Heute vermuten die meisten Wissenschaftler, dass Ambra beim Verdauen der Nahrung entsteht. Pottwale ernähren sich nämlich fast ausschliesslich von riesigen Kalamaren. Diese gewaltigen Tintenfische sind jedoch mit einem unverdaulichen, scharfkantigen Hornkiefer ausgestattet, der bei der Passage durch den Pottwaldarm oft Verletzungen der Darmwand hervorruft, auf die der grösste Zahnwal der Welt zum Wundverschluss mit der Produktion von Ambra reagiert. 
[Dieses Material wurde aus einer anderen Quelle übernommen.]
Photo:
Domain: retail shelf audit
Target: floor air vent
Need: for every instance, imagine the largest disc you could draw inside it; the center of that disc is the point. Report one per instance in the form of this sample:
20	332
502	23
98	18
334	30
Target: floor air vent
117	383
Allerdings, so zeigen Forschungsergebnisse, produzieren gerade mal fünf Prozent aller Pottwale überhaupt Ambra. Das Durchschnittsgewicht eines Ambrabrockens beträgt dabei rund zehn Kilogramm. Es wurden aber auch Stücke von bis zu 100 Kilogramm gefunden. Normalerweise wird der Ambrabrocken vom Pottwal nach einiger Zeit ausgeschieden, genauer gesagt erbrochen. Die Auswürfe werden, da sie leichter sind als Wasser und daher auf der Meeresoberfläche treiben, auch heute noch hie und da an einen Strand angeschwemmt. 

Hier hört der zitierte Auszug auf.